Friday, January 23, 2015

Early Cretaceous belemnite from California


Belemnites are fossil cephalopods (include nautiloids, ammonoids, squids, octopus) that were abundant during the Mesozoic. Belemnites had an internal shell enclosed by the soft body. The shell consisted of a straight, tapering chambered part (phragmocone) that was embedded into the most massive part of the skeleton, the cigar-shaped rostrum or guard.

Some well preserved specimens have been found that show that belemnites had 10 arms (tentacles). Belemnites were fast-moving nektonic (swimmers) carnivores (meat eaters) that resembled squids. The largest belemnites had a total length of approximately 18 cm. Although some hypothetical reconstructions show flattened "hands" at the end of two of their tentacles (as shown above), some well preserved specimens that actually have impressions of the arms (click HERE) show no "hands" (as shown in the commercially available model below).



The geologic time range of belemnites is shown below:



Most belemnite specimens are like the one shown above; only the posterior part (rostrum) of the shell is present.  This is an incomplete rostrum (length 9.3 cm, diameter 2.7 cm) of the belemnite Acroteuthis kernensis Anderson, 1938 from the Hex Formation in the Devils Den District of central California. This formation is of late Early Cretaceous age (i.e., approximately 128 million years old and corresponding to what geologists refer to as the late Barremian Stage of the Early Cretaceous). The rostrum consists of solid, dense calcite (calcium carbonate). It acted as a counterbalance for the heavy head and tentacle areas of the belemnite shell; otherwise, the animal would have swam head down (not a desirable trait for an otherwise streamlined creature).

This is the ventral view of the specimen shown above. The ventral groove (function unknown) is well developed. Not all belemnites shells have a ventral groove.

This sketch shows the alveole, which is where the phragmocone (the chambered part of the shell) fits into the rostrum.  

Alveoles are rare at the Devils Den District locale, but I was able to find this interesting specimen (3.9 cm in total length) that shows the interior of the rostrum with an impression (a negative feature that can hold water) of the alveoli.

This is a cross-section view of the specimen shown above in the first two pictures of Acroteuthis kernensis.

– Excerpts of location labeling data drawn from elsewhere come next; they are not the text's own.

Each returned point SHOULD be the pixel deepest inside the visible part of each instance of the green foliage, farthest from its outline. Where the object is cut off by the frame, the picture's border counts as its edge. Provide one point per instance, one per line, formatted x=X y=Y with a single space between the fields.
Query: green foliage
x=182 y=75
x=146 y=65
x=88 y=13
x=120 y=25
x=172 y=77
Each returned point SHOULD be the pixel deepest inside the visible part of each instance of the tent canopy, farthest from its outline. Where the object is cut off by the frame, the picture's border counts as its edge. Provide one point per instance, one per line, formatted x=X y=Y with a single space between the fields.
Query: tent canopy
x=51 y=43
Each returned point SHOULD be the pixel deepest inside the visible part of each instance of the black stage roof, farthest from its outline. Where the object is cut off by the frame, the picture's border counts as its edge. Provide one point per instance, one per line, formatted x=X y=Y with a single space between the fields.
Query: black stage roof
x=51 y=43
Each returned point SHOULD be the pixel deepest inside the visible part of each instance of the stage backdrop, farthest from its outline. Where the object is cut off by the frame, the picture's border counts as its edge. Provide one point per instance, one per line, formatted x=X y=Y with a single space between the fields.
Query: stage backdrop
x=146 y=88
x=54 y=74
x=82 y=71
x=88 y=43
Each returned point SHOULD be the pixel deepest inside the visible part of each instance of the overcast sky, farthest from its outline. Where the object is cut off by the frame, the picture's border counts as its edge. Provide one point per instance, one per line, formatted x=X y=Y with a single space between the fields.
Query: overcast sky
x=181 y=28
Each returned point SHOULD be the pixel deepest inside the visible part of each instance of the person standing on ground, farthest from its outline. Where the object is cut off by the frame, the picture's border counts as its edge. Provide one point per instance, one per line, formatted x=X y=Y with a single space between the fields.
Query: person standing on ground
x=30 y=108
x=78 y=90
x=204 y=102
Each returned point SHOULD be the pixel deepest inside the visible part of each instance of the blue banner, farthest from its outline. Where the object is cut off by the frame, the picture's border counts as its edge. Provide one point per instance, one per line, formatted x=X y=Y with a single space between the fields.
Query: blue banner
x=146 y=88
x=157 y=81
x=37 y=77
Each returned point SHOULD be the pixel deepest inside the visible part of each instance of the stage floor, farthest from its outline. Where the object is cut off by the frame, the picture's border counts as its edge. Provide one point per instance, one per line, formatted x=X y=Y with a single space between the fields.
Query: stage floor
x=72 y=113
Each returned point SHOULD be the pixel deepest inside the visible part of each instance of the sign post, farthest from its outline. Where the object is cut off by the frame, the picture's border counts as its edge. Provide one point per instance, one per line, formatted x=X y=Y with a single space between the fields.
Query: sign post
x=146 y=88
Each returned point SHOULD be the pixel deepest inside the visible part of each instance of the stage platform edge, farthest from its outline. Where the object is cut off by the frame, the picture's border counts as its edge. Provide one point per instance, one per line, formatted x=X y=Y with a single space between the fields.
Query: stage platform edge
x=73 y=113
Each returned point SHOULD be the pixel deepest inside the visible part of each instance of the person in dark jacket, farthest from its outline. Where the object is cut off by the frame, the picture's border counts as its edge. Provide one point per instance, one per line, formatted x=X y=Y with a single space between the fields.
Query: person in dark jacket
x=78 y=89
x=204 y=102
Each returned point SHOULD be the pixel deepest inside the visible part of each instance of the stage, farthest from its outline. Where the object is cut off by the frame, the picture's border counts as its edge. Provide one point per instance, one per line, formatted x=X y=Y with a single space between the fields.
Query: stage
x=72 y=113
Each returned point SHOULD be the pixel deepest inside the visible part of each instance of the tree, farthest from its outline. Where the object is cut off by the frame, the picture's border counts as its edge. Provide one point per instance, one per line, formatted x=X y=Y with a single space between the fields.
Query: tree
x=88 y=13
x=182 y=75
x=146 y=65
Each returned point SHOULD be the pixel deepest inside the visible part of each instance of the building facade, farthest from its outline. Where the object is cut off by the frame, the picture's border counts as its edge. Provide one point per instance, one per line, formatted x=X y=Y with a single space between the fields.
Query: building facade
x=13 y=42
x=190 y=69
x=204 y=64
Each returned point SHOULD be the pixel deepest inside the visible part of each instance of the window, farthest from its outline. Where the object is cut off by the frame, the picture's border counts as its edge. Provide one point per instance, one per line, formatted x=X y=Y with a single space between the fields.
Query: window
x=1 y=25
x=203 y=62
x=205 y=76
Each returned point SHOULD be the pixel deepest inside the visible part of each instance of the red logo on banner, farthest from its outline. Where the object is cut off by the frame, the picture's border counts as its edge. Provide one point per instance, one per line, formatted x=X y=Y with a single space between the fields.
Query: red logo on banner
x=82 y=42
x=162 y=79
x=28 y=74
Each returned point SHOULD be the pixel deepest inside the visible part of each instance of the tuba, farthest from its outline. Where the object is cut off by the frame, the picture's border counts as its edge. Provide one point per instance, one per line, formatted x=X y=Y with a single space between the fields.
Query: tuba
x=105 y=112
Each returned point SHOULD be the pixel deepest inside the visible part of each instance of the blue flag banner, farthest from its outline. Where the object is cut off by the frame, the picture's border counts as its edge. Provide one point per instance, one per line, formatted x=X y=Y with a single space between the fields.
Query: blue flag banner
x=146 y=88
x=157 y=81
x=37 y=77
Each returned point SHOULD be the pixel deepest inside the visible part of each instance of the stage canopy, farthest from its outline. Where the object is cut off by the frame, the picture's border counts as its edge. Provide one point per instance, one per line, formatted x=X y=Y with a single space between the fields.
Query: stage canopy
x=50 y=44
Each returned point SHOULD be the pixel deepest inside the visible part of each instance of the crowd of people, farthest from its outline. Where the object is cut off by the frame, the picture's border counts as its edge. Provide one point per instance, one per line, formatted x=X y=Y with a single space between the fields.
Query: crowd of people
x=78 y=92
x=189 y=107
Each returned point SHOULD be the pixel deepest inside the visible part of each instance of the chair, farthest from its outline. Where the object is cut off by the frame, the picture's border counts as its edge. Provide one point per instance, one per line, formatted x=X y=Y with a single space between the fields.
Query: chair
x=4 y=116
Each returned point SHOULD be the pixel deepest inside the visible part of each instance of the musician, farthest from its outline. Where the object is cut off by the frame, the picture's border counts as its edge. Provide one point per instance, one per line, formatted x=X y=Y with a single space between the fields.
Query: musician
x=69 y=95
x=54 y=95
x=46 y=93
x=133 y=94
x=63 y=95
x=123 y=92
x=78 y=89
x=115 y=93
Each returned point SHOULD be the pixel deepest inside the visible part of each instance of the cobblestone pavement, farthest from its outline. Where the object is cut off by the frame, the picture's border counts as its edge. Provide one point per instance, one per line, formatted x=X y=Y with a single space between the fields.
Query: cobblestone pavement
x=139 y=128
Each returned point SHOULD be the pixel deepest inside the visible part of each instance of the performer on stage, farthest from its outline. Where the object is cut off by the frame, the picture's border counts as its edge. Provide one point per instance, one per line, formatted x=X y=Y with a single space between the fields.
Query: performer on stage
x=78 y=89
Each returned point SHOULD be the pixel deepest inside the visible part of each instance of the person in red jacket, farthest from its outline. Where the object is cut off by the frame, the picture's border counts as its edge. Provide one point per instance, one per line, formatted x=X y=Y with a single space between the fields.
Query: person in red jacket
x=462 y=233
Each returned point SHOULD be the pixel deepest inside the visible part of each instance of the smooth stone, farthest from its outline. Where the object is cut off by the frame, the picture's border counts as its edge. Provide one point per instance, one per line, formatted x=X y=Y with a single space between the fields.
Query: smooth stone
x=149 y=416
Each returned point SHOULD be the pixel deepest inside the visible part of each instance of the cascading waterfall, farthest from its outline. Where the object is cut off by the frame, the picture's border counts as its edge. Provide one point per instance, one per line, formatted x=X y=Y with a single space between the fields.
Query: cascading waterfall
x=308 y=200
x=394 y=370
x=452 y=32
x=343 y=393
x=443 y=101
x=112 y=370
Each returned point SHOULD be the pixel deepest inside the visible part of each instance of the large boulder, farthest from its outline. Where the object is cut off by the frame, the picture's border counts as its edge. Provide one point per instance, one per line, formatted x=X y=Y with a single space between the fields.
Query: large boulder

You can readily see how the calcite that comprises the rostrum was secreted in successive concentric layers (like tree rings) by the animal. The genus Acroteuthis is restricted to the Early Cretaceous between 140 and 125 million years ago. It has been found mostly in Canada (British Columbia, Yukon, and Northwest Territories), as well as in Greenland, Germany, and Russia. 

Thursday, January 8, 2015

Helicoplacus, an Early Cambrian echinoderm

Helicoplacus gilberti Durham & Caster, 1963

This post concerns a group of very rare fossils called helicoplacoids. They belong to the phylum Echinodermata (i.e., includes starfish, sea urchins, sand dollars, sea cucumbers, etc.). Helicoplacoids, however, do not remotely look like echinoderms. Instead of having fivefold symmetry (= pentaradial or pentameral), they all look like the above-sketched specimen of Helicoplacus gilberti. They are characterized by an oblong body (most are about 3 cm long). Near one end of the body is the spiral food groove that acted like a mouth. Their "skin" was covered in spirals of overlapping calcareous plates, which were not sutured together tightly like on most echinoderms. Many "specimens," therefore, consist of small concentrations of easily disarticulated (scattered) calcareous plates.

Helicoplacoids are the earliest well-studied fossil echinoderm. They are only known from Lower Cambrian strata, around 525 million years ago, and they apparently lasted for 15 m. y.

A nearly complete specimen of Helicoplacus gilberti, 2.8 cm long, from Lower Cambrian strata, White Mountains, California. The food groove area is poorly preserved.

It is currently believed that Helicoplacus was a suspension feeder that lived in burrows in muddy substrate of shallow-marine waters. They might have extended their flexible bodies outward to feed. All the specimens found in the White Mountains of California are in siltstone that has been slightly metamorphosed. Their calcareous plates have been either weathered away or dissolved because only molds of the plates are now present.

Although some fragmental specimens of Helicoplacus are found in a few areas other than the White Mountains of California, the only complete specimens of this genus are found in these mountains.

The above picture shows a small cluster of H. gilberti from Lower Cambrian strata, White Mountains, California. The length of this slab is 8 cm.

This picture shows a large cluster of H. gilberti from the White Mountains. The longest dimension that incorporates all the specimens is 15.5 cm. This is an astonishing slab of specimens, the likes of which have never been shown before. These fragile-looking specimens must have undergone a short distance of post-mortem transport before being concentrated and deposited together.